Bruno preparó una cena frugal pensando, sobre todo, en mi tía. Rayando los ochenta no debía de ingerir demasiada comida por la noche. Cual fue nuestra sorpresa cuando sacó de su maleta una bolsa con embutidos del pueblo y, colocándolos primorosamente en un plato, nos invitó a probarlos y ella también disfrutó del festín. Le insistimos varias veces que quizás no era conveniente una comida tan pesada por la noche, pero ella poco caso nos hizo diciendo:
— Vamos a ver, si desde que me tomo esos protectores que me receta el médico, mi estómago lo resiste todo, además si me tienen atiborrada de pastillas, ¿qué daño me pueden hacer estas delicias?
No se equivocaba. Acomodada en el sofá después de la cena, se quedó completamente dormida y cuando la mandamos a la cama a media noche, siguió durmiendo hasta la mañana siguiente, siendo testigos fieles a causa de nuestra indigestión que no nos dejó dormir.
Vino para una semana, pero encantada con el ambiente de la playa, orgullosa y útil por todos los cuidados que nos prodigaba decidió quedarse con nosotros un mes. Con ella nuestra vida cambió de forma significativa.
Nos acostumbramos a sus guisos caseros bien condimentados que con tanto mimo nos tenía preparados a mediodía cuando llegábamos del trabajo. A nuestros calcetines y calzoncillos primorosamente planchados y lavados a mano porque pensaba que la lavadora los estropeaba, a las novelas televisivas, a sus siestas en el sofá, a su rosario en la mesita de noche y a sus visitas los domingos a la iglesia.
Casi todas las tardes la llevábamos a la playa. Quisimos comprarle un bañador nuevo porque el suyo estaba un poco desteñido y con la tela gastada, pero fue imposible convencerla alegando que había sido un regalo de su marido la primera vez que visitó el mar, y no quería deshacerse de él bajo ningún concepto. El bañador antediluviano de la tía hizo gentes en la playa junto con las tiras del sujetador que asomaban debajo de la prenda, porque ella no concebía ir sin su ropa interior bajo el traje de baño.
Algunas tardes la llevábamos de compras. A la tía le gustaba sobre todo la ropa e hizo acopio de un arsenal de prendas de vestir, que nunca encontraría en el pueblo. Pensaba que con tantos compromisos y salidas necesitaba tener un buen armario. Para ella era inconcebible salir a la calle sin un toque de color en sus labios y mejillas. Nos divertía toda esa coquetería.
Un día nos dijo que sentía verdadera debilidad por Rocío Jurado.
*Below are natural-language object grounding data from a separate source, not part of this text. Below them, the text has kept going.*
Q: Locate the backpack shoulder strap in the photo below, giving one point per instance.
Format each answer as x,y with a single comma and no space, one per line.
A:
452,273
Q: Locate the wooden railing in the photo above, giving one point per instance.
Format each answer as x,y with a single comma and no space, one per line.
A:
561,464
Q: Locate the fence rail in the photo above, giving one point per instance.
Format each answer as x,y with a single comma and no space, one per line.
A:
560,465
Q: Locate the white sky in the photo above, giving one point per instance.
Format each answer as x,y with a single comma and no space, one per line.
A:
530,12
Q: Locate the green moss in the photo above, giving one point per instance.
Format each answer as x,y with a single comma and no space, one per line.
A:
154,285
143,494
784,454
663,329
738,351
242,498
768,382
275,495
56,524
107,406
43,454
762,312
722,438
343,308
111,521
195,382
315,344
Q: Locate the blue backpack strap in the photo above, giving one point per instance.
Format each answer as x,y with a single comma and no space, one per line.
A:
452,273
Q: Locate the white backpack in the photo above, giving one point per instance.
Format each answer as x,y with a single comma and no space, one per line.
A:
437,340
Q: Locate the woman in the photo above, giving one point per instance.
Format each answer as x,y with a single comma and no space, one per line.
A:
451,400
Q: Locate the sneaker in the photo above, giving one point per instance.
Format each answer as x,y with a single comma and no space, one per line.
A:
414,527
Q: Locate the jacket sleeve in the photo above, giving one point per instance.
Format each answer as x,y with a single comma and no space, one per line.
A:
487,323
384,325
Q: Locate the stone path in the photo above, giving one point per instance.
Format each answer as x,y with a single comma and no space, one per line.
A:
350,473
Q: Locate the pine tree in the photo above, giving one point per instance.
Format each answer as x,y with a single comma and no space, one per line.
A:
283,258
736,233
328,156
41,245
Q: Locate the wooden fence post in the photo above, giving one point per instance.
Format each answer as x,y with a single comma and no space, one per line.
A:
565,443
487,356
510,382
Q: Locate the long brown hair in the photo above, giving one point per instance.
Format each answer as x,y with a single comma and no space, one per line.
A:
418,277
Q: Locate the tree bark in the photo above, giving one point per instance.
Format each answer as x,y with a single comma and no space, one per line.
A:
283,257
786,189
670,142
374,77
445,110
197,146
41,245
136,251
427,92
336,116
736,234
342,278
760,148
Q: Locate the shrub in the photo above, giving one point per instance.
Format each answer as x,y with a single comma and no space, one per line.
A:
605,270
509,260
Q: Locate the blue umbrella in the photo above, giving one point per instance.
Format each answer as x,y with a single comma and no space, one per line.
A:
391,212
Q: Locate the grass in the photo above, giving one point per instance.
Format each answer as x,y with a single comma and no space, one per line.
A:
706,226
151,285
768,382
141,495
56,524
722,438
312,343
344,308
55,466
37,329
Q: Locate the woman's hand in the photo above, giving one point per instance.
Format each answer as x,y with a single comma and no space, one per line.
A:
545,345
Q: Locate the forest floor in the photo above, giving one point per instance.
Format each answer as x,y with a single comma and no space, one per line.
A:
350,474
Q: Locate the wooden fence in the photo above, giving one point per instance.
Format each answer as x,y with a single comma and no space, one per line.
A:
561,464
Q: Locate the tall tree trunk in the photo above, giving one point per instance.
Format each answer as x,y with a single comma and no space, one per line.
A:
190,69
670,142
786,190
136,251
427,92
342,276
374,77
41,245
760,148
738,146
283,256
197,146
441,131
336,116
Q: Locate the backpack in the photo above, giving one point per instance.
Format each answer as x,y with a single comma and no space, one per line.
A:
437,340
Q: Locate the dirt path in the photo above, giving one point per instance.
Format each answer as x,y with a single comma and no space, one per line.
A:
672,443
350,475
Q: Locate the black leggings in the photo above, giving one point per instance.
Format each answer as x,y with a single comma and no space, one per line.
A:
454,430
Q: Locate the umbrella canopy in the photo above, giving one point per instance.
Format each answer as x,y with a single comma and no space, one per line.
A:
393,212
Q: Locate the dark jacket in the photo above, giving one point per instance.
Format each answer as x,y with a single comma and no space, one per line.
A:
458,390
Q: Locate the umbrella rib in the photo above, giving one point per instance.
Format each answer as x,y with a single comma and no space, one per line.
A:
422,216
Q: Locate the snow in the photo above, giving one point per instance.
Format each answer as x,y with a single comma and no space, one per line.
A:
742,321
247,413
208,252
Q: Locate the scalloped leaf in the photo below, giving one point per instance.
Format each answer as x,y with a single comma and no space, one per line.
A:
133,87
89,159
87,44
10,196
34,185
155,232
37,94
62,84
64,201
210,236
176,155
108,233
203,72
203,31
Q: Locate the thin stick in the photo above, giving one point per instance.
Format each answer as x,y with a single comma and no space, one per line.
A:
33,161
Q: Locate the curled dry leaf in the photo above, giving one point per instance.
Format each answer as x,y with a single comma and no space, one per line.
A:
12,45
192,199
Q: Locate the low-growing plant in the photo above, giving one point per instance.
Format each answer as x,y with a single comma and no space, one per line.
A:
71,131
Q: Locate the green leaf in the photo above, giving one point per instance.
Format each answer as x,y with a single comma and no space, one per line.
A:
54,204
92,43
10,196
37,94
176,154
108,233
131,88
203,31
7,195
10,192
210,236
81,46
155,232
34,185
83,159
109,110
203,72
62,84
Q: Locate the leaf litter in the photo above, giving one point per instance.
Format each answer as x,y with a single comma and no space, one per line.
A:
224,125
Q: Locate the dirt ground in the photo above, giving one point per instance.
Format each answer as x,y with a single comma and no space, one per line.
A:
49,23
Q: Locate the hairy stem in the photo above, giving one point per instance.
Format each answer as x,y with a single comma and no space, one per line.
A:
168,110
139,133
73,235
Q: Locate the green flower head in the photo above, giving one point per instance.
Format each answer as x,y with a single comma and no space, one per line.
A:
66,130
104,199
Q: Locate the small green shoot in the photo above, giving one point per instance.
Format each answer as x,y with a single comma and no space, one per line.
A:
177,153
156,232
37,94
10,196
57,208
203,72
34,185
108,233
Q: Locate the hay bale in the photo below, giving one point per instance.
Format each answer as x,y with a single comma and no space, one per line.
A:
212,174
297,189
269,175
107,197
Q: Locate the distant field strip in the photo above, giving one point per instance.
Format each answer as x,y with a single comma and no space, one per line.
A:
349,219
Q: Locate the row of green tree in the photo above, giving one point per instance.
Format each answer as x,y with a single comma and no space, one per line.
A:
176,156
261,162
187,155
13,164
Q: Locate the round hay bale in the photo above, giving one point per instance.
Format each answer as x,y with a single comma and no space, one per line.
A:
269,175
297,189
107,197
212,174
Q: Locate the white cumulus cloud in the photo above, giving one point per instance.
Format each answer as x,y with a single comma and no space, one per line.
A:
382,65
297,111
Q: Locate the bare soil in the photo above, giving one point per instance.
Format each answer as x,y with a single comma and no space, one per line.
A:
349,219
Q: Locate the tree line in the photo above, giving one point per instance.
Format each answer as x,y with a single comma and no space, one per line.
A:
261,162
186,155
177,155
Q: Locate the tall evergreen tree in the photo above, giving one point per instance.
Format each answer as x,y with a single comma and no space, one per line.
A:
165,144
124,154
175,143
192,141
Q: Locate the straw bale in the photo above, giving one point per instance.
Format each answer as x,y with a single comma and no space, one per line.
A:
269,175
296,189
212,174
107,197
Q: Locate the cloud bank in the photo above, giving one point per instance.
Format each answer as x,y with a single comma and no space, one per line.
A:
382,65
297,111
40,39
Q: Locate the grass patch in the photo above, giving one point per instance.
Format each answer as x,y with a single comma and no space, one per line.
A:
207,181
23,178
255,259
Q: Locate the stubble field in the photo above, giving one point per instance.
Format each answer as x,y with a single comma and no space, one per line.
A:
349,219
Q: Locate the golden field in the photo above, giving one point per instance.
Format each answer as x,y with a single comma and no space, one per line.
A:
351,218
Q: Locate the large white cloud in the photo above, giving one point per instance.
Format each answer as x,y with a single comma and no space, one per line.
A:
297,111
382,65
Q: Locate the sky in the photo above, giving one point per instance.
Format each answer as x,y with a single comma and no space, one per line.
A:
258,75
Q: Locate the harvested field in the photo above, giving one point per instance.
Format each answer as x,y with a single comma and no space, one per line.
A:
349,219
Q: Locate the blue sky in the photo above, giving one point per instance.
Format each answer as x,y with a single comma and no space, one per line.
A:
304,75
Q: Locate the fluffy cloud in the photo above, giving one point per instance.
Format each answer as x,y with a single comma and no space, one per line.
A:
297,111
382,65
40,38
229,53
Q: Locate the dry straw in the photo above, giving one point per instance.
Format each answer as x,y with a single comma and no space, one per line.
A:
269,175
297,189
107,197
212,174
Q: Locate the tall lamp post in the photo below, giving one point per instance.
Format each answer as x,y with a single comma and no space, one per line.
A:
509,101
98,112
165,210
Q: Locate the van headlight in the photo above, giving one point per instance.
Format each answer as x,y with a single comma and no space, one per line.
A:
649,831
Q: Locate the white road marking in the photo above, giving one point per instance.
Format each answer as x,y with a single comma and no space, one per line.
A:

Le regalamos parte de su discografía y nos hicimos verdaderos expertos de la copla, género que apenas conocíamos. Cenábamos casi todas las noches fuera, porque cada vez que lo hacíamos en casa tenía la costumbre de sacar los embutidos del pueblo, y no nos atrevíamos a quitarle la ilusión con la que nos los ofrecía, pero nuestro estómago no estaba hecho de la misma madera que el suyo. Nuestras costumbres alimenticias rozaban lo monástico. Y con ella disfrutábamos también de sus interminables, y a veces extravagantes, historias de otro tiempo.
Cuando llegó el día de su partida, al decirle adiós, sentimos un enorme vacío en nuestro espíritu, aunque eso sí, nuestra tripa había aumentado un par de tallas. Y nunca olvidaré sus palabras al despedirme de ella:
— Javier has hecho una buena elección, Bruno es el mejor de los maridos.
Le prometimos que volvería al año siguiente.